In the late 1850s, he became an outspoken proponent of secession. During the American Civil War of 1861–1865, he served as the chief commissary officer for Generals Robert Toombs and James Longstreet in the Confederate States Army (CSA). As such, he was responsible for providing food and supplies to 54,000 Confederate troops and personnel. He was also a confidant of Confederate General Robert E. Lee, especially during the Battle of Gettysburg as witness by Arthur Lyon Fremantle on July 1–3, 1863. On May 5, 1865, he attended the last meeting of the Confederate States of America government at the Bank of the State of Georgia (later the Heard House) and carried out its last order. It was then that Confederate Jefferson Davis instructed him to take US$40,000 in gold and silver bullions from the Confederate Treasury to feed and clothe the defeated Confederate soldiers. His three sons served in the CSA as well.

After the war, he returned to law practice in Columbus, Georgia. He was, however, greatly impoverished by the Confederate defeat, as his wealth plummeted from $55,000 in 1860 to $35,000 in 1870. Moreover, fifty-nine of his sixty slaves left his plantation.
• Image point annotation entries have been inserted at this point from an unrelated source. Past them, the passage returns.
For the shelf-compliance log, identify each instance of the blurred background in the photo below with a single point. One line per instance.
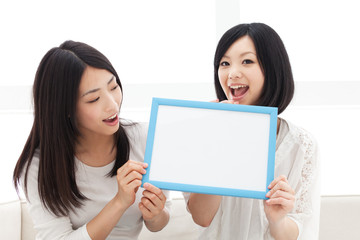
(165, 49)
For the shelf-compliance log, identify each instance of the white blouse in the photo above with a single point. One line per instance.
(100, 189)
(297, 158)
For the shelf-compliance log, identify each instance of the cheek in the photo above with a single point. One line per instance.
(86, 115)
(222, 79)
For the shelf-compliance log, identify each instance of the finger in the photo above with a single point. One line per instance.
(280, 193)
(228, 101)
(144, 210)
(280, 201)
(134, 184)
(153, 198)
(276, 180)
(151, 188)
(131, 166)
(150, 205)
(131, 176)
(281, 185)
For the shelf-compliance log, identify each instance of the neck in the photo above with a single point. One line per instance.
(96, 151)
(278, 126)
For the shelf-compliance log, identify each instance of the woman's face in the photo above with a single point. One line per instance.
(99, 103)
(240, 74)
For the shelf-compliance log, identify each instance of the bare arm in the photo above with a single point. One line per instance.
(129, 180)
(280, 203)
(152, 207)
(203, 208)
(285, 229)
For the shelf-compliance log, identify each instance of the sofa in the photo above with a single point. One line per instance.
(339, 219)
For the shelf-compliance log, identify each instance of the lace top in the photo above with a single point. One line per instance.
(296, 158)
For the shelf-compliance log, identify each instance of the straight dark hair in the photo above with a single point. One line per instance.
(278, 89)
(55, 132)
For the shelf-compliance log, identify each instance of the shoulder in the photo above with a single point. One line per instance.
(301, 138)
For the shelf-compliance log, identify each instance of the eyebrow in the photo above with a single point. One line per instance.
(242, 54)
(97, 89)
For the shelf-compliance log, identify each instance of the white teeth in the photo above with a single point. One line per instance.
(112, 117)
(237, 86)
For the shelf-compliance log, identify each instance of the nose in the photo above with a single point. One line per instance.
(235, 73)
(111, 104)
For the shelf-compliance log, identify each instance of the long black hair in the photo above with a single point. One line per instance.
(54, 132)
(278, 89)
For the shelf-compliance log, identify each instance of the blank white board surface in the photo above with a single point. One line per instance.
(211, 148)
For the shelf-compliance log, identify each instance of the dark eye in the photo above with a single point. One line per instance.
(224, 63)
(247, 61)
(94, 100)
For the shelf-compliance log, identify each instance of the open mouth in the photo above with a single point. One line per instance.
(238, 91)
(111, 119)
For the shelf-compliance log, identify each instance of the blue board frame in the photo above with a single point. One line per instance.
(271, 111)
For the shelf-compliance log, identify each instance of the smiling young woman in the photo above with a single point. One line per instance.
(81, 167)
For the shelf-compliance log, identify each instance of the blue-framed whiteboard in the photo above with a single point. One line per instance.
(211, 148)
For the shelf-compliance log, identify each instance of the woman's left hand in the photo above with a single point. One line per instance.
(281, 200)
(152, 203)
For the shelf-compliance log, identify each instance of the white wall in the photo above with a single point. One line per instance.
(165, 49)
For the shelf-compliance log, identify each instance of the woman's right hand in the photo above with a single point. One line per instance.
(129, 180)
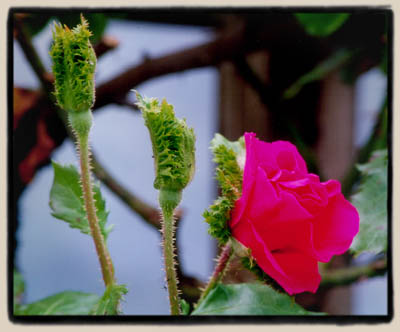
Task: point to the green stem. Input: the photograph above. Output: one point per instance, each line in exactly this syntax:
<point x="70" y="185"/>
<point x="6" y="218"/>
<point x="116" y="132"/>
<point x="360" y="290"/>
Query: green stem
<point x="168" y="246"/>
<point x="107" y="268"/>
<point x="220" y="269"/>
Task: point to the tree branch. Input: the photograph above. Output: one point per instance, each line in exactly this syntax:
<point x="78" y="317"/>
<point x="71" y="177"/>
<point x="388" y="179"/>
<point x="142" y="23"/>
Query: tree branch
<point x="209" y="54"/>
<point x="151" y="215"/>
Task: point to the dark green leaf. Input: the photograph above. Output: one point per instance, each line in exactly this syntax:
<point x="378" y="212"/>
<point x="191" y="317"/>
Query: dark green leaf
<point x="371" y="203"/>
<point x="327" y="66"/>
<point x="19" y="288"/>
<point x="110" y="301"/>
<point x="65" y="303"/>
<point x="248" y="299"/>
<point x="66" y="200"/>
<point x="321" y="25"/>
<point x="185" y="307"/>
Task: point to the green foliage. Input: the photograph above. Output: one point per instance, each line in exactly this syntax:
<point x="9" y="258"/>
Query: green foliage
<point x="19" y="288"/>
<point x="336" y="60"/>
<point x="217" y="217"/>
<point x="74" y="63"/>
<point x="109" y="302"/>
<point x="321" y="24"/>
<point x="173" y="144"/>
<point x="371" y="203"/>
<point x="227" y="156"/>
<point x="66" y="200"/>
<point x="65" y="303"/>
<point x="248" y="299"/>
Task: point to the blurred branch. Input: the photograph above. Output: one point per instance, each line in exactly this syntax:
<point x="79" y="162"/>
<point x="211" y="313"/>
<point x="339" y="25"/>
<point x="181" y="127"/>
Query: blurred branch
<point x="208" y="54"/>
<point x="150" y="214"/>
<point x="190" y="286"/>
<point x="348" y="275"/>
<point x="33" y="58"/>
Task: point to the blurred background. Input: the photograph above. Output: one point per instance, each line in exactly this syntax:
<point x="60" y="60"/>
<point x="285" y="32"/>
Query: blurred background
<point x="317" y="79"/>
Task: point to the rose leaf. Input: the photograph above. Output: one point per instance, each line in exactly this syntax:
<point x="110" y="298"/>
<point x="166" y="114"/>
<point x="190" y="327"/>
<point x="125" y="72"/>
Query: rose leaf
<point x="371" y="203"/>
<point x="249" y="299"/>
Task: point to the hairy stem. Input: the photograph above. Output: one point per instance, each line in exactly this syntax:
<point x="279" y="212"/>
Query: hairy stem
<point x="168" y="246"/>
<point x="107" y="268"/>
<point x="220" y="269"/>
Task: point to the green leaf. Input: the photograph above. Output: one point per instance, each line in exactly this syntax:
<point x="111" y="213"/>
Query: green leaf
<point x="325" y="67"/>
<point x="65" y="303"/>
<point x="66" y="200"/>
<point x="371" y="203"/>
<point x="321" y="25"/>
<point x="19" y="288"/>
<point x="110" y="301"/>
<point x="248" y="299"/>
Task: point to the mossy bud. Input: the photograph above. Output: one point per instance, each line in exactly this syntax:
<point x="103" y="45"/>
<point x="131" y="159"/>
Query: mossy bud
<point x="74" y="63"/>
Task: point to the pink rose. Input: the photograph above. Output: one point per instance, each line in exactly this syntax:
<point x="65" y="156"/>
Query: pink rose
<point x="288" y="218"/>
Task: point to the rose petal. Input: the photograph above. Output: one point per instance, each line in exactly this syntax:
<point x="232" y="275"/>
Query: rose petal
<point x="302" y="272"/>
<point x="294" y="271"/>
<point x="263" y="198"/>
<point x="332" y="187"/>
<point x="246" y="234"/>
<point x="335" y="228"/>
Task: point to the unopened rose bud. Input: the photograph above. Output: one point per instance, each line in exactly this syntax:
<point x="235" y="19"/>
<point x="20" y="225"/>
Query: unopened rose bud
<point x="74" y="63"/>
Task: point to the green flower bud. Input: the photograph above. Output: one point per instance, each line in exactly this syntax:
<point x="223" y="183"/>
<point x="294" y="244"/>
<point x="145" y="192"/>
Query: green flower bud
<point x="173" y="144"/>
<point x="74" y="63"/>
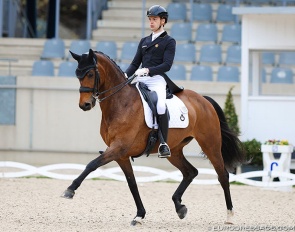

He had a dispute with William Hugh Young and lobbied against Eagle & Phenix, Young's business vehicle. Additionally, he became an outspoken critic of the Republican-led Reconstruction efforts in Georgia and the South.

He was later elected to the Georgia House of Representatives and was Chair of the Judiciary Committee. Shortly after he was elected, he declared, "I wanted to go to congress as a Jew and because I...would have liked in a public position to confront and do my part towards breaking down the prejudice." He added, "I feel it an honor to be of a race whom persecution can not crush, whom prejudice has in vain endeavored to subdue."

In 1892, he wrote his autobiography.

===Personal life===
He married Eliza Matilda Moses (1812–1892), the daughter of Isaac Clifton Moses (1781–1834) and Hannah Lazarus Moses (1783–1835). They had six children:
- Hannah Maria Moses (1840–1860).
- Albert Moses Luria (1842–1862) killed at the Battle of Seven Pines, aged 19.
- Raphael J. Moses Jr. (1844–1909).
- Penina Septima Moses Robison (1846–1921).
- Isabel Adeline Moses Levy (1850–1934).
- Israel Moses Nunez (1838–1905) died in Texas.

===Death===
He died on October 13, 1893, in Brussels, Belgium.